May 2 (UPI) — On May 12, President Donald Trump will decide whether or not to tear up the 2015 Iran nuclear deal.
He has described it as “insane” and “the worst deal in history.” French President Emmanuel Macron and German Chancellor Angela Merkel flew to Washington last month to try to persuade the U.S. president to stick to the deal. British Prime Minister Theresa May and the EU’s high representative for foreign affairs and security, Federica Mogherini, have added their voices to the strong chorus calling for Trump to keep the deal.
Meanwhile, Israel’s prime minister, in a special televised news conference on Monday, revealed that Mossad agents had seized more than half a ton of files that proved Iran lied about developing a nuclear weapons program. Netanyahu concluded that the whole nuclear deal, hailed by former U.S. President Barack Obama as the high point of his presidency, was based on Iranian lies and deception.
Netanyahu’s revelations were immediately denounced by Iran as “childish propaganda.” But the White House stated that the Israelis had provided “new and compelling details” about Tehran’s efforts to develop “missile-deliverable nuclear weapons.”
On Sunday, U.S. Secretary of State Mike Pompeo said the United States would cancel the nuclear deal unless steps are taken to fix it. No doubt he was referring to serious flaws in the deal, such as the prohibition on international inspectors gaining access to military sites inside Iran. It is almost certain that all of the clandestine nuclear work being undertaken in Iran will be within such military sites, controlled by the blacklisted Islamic Revolutionary Guards Corps.

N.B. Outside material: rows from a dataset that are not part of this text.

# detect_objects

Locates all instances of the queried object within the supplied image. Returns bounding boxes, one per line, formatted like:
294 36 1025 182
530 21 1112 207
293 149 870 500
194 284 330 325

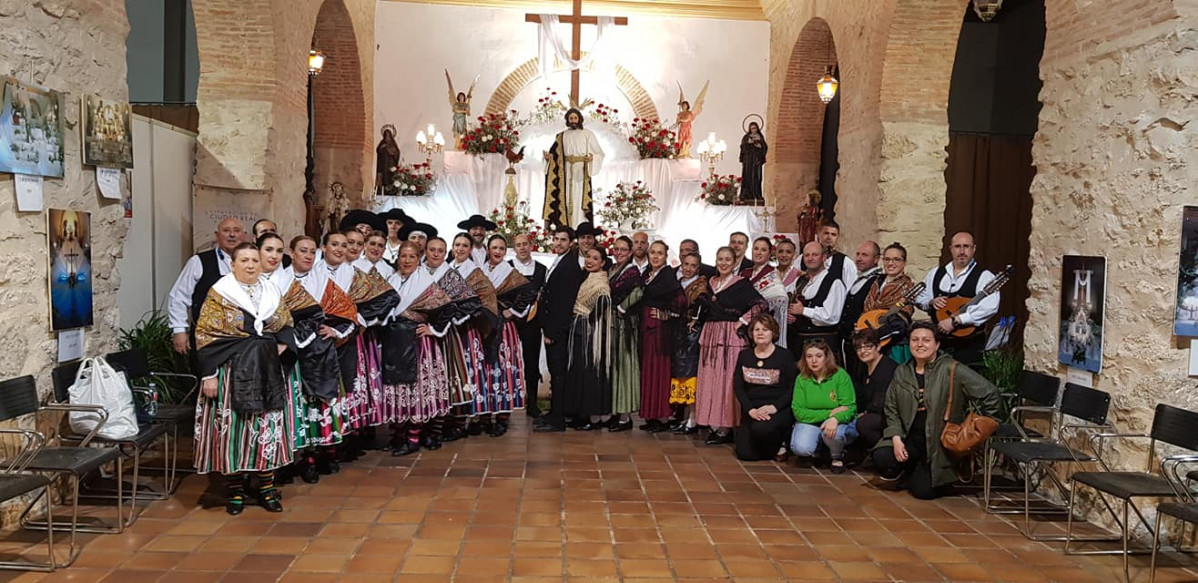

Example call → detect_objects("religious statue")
678 81 712 158
544 108 604 227
375 123 401 196
799 190 823 248
740 121 769 201
445 69 478 150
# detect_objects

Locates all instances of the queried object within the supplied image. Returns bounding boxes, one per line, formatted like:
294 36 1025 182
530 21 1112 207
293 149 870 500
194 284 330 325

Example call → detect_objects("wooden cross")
525 0 628 107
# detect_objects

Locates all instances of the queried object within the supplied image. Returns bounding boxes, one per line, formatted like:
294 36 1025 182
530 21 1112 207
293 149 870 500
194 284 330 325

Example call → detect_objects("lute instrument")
933 266 1015 338
854 281 927 347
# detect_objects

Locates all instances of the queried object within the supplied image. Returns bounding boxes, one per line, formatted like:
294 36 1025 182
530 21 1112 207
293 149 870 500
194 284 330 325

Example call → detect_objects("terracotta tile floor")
0 415 1198 583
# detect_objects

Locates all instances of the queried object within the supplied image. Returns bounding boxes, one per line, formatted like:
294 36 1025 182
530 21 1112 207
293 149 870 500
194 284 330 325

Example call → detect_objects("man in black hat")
458 214 498 267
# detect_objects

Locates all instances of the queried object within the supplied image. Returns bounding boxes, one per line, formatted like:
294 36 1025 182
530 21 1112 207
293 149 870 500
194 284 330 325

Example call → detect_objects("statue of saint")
445 69 478 150
740 121 769 201
544 108 604 226
678 81 712 158
375 123 401 196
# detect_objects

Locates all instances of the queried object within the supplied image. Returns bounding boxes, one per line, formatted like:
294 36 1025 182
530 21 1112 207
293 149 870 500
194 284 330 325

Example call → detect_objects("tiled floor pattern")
0 415 1198 583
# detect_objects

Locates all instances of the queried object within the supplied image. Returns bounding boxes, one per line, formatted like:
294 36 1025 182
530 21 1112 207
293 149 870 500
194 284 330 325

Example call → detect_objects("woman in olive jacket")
873 322 1002 500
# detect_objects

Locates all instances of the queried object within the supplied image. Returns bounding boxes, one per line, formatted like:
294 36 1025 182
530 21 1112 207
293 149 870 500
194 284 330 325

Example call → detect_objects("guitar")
854 281 927 347
936 266 1015 338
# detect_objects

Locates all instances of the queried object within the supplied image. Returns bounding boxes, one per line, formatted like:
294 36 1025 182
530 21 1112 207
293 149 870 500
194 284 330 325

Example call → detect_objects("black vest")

In a misguided effort to appease the theocratic regime in Iran, the EU has long pursued a policy it refers to as “constructive dialogue.” This has included a reluctance to mention human rights to a regime that has achieved the number one slot as the main proponent of the death penalty per capita in the world. Over 60 percent of all executions in the Middle East are carried out, often in public, inside Iran.
The venally corrupt mullahs have also reduced women to the role of second-class citizens. Iranian women are regularly attacked on the streets by thugs from the state’s religious police for “bad-veiling.” Torture, floggings, amputations, eye gouging and multiple hangings are the order of the day under the ayatollah’s medieval system of oppression. Despite this barbaric tyranny, Mogherini has repeatedly visited Tehran, dutifully donning the veil and posing for selfies with Iranian politicians, handing a propaganda coup to the mullahs.
It is perhaps not surprising that millions of Iranians took to the streets in a mass uprising that spread to over 140 cities earlier this year and continues to this day, despite a brutal crackdown by the mullahs, with many deaths and over 8,000 arrests. The impoverished citizens are fed up seeing their nation’s wealth squandered on foreign meddling in Syria, Iraq, Lebanon and Yemen, while they are left to starve at home. Obama’s flawed nuclear deal released over $150 billion in assets frozen by strict sanctions, which the mullahs have used to export terrorism and to bolster Bashar al-Assad’s murderous civil war and other vicious conflicts in the Middle East.
The theocratic regime has also used money released under the deal to redouble its secret development of atomic weapons and ballistic missile delivery systems.
Winston Churchill said: “An appeaser is one who feeds a crocodile, hoping it will eat him last.” The West has cravenly fed the Iranian crocodile for far too long, standing aside as it devours its neighbors across the Middle East. The time has come to end appeasement and to treat Iran as the international pariah it has become.
The countdown to May 12 has begun.
Struan Stevenson, coordinator of Campaign for Iran Change, was a member of the European Parliament representing Scotland (1999-2014), president of the Parliament’s Delegation for Relations with Iraq (2009-14) and chairman of Friends of a Free Iran Intergroup (2004-14). He is an international lecturer on the Middle East and is also president of the European Iraqi Freedom Association.